No cóż, parę dni i będzie po wszystkim do następnego miesiąca.
Cięzko dietkować w te dni, nie dość, że samopoczucie marne, to jeszcze ogarnia mnie wtedy lenistwo i brak motywacji.
-
Ale dziś mam spadek formy. Jestem w pracy i marzę aby była już piętnasta...
-
no to zycze by te dni @ szybko minęły i po nich nastały lepsze dni na dietkowanie :)
trzymaj sie!
do 15-stej juz niedaleko :)
-
dzięki Bogu koniec dzisiejszej pracy nie miałam dziś ze sobą nic do jedzenia, ani jabłuszka, ani jogurtu, jestem głodna jak wilk. Do domu!
-
Ogłaszam powrót na dietę. Wczoraj zgubiło mnie rafaello, przedwczoraj królik z czekolady. Nie poznaję siebie. Ćwiczyć dziś nie będę, bo jeszcze za dużo @ ale DIETA od zaraz, bo się okaże, że po okresie na wadze jest na plusie, zamiast na minusie. Teraz to już się modlę o to, aby chociaż udało mi się zachować osiągnięcia sprzed świąt.

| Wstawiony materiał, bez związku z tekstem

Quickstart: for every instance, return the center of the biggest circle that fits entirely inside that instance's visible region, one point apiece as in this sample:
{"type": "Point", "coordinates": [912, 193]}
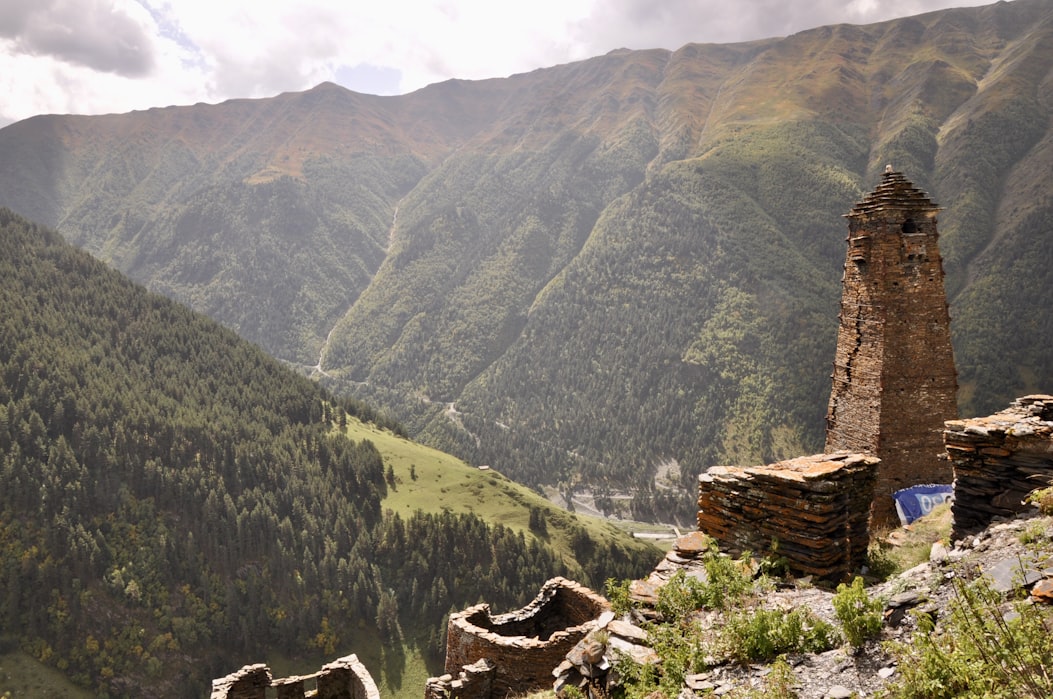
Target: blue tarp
{"type": "Point", "coordinates": [918, 500]}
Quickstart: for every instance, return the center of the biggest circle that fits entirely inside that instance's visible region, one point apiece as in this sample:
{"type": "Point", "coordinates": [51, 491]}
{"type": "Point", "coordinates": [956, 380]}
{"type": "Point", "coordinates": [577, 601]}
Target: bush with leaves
{"type": "Point", "coordinates": [860, 616]}
{"type": "Point", "coordinates": [985, 648]}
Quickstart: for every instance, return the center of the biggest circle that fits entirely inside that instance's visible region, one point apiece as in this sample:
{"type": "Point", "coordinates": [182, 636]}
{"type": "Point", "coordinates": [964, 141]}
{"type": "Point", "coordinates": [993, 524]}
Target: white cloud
{"type": "Point", "coordinates": [96, 56]}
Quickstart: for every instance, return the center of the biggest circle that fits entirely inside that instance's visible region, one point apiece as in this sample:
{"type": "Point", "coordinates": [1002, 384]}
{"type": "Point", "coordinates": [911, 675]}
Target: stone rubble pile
{"type": "Point", "coordinates": [814, 510]}
{"type": "Point", "coordinates": [588, 666]}
{"type": "Point", "coordinates": [998, 460]}
{"type": "Point", "coordinates": [475, 681]}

Koniec laby. Znów pracuję nad sobą. Od już !
-
500 kcal na rowerze????????????? to ile ty minut jezdzisz i na jakim obciazeniu ze tyle spalasz na rowerku??????????
-
no to trzymam kciuki by powrot byl udany :)
-
Tak właściwie to nawet nie wiem, jakie to obciążenie, a czas to tak około 70-80 minut ale to wtegy na moim liczniczku jest spalonych około 1300 kcal. No fakt, że jak schodzę z roweru to pupa mnie boli od siodełka, a koszulkę można wykręcać. Ale przecież po to to robię :D
Po głębokim dołku wróciłam na dietkę. Ale miałam załamanie... myślałam, że już się nie pozbieram, ale już jest ok.
-
Muszę tu przychodzić, muszę tu wracać, muszę się umacniać, moją słabiuteńką wolę...
chcę mieć silną wolę, chcę wytrwać, chcę być szczupła, chcę się fajnie ubierać, chcę biegać z córkami po plaży i nie wstydzić się swojego ciała...
ale tak mi ciężko...
-
I smutno , że nikt do mnie nie zagląda....

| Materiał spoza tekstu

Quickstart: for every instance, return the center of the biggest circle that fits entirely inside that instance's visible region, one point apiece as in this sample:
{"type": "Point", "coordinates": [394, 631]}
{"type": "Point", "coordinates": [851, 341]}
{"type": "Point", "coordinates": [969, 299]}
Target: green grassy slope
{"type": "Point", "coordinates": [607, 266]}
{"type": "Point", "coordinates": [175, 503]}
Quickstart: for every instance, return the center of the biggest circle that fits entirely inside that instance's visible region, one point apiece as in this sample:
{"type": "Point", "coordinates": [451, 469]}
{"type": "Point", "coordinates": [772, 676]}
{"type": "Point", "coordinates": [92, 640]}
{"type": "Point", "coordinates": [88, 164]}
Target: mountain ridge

Ale wiem, że dziewczyny odwiedzają swoje wątki na wzajem, a ja niestety korzystam z internetu tylko w pracy i nie mogę sobie pozwolić na długie wędrówki po stronkach ... nie związanych z pracą. Więc niestety tylko sporadycznie do kogoś zaglądam.
Ale i tak mi smutno, że jestem tu sama.
-
Hej Sarah http://sirmi.ic.cz/smajl/137.gif.

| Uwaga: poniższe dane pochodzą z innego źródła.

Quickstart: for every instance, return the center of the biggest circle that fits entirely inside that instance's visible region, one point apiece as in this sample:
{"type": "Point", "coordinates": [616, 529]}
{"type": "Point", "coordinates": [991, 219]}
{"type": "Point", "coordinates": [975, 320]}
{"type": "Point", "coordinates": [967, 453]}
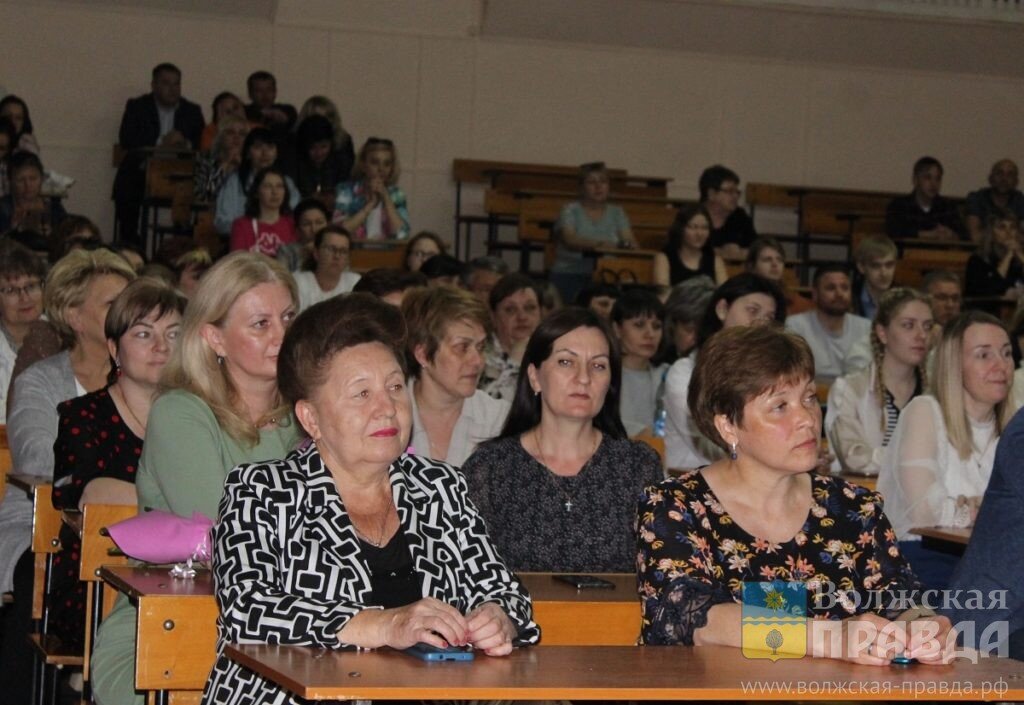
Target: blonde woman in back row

Nie przesledzilam calego Twojego Pamietnika, ale jestem tu u Ciebie i chcialam Ci napisac ze super zrzucilas wage od lutego. Brawo!!! Ja rowniez jestem na tym forum od dokladnie 22 lutego i udalo mi sie pozostawic za soba 5.5 kilograma. Nie wiem co bedzie w nastepny poniedzialek (to moj dzien wazenia), ale pewno wroce do mojego balwanka z przodu za moje grzechy.
Widze ze masz jakies kryzysy, ale kto ich nie ma. Ja wlasnie przez ostatnie trzy dni to taka maruda tutaj bylam, ale jakos dzisiaj juz wyszlam na prosta, a to chyba przez to ze slonce swieci i w ogole cieplej. Poza tym Dziewczyny tu sa nieocenione i jak tylko bywasz i utrzymujesz kontakt z reszta Odchudzaczek, to te napewno przyjda i do Ciebie powspierac.
Wypieprz te zajace czekoladowe, albo oddaj dzieciom gdzies do polki co nie masz dostepu i ze slodyczami sprawa ma byc zalatwiona.
Odchudzamy sie dalej i nie ma lekko, ale zycie to normalnie jest ciezkie wiec nie ma niespodzianki.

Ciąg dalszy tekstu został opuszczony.